The Bahraini government has so far failed to ensure accountability that guarantees truth, justice and adequate reparation for the victims of arbitrary arrests, torture and unfair trials, as well as for those injured during protests, or the relatives of those killed. Hardly any efforts have been made to implement recommendations relating to national reconciliation, ending discrimination against the Shi’a community, especially in the security and armed forces and ending incitement to hatred in the government-controlled media. The government has dedicated significant resources to appoint international experts to investigate human rights violations committed during and after the February and March 2011 antigovernment protests and to provide advice on human rights reforms.

AI wanred that failure to implement recommendations would turn the BICI report into “nothing more than a public relations exercise.”

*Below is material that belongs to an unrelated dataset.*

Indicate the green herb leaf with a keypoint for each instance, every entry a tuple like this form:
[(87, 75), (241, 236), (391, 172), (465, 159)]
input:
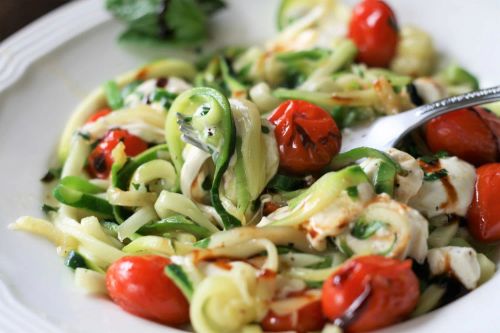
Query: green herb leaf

In early March, based on a report of excessive force by Bahraini security forces, the UN Office of the High Commissioner for Human Rights [official website] called on the government [JURIST report] to investigate the allegations. During that same month, Human Rights Watch (HRW) [advocacy website] released a report, similar to the report by BICI about human rights violations against demonstrators, alleging that Bahrain is convicting hundreds of opposition activists [JURIST report] in unfair and politically motivated trials. In February, the UN High Commissioner for Human Rights Navi Pillay [official profile] also urged the Bahraini government to respect protesters’ rights [JURIST report] and stressed that excessive use of force by the government against civilian demonstrators is strictly forbidden in international law. Pillay made a similar call to the government in December when she said that protesters who were detained during peaceful protests should be released [JURIST report].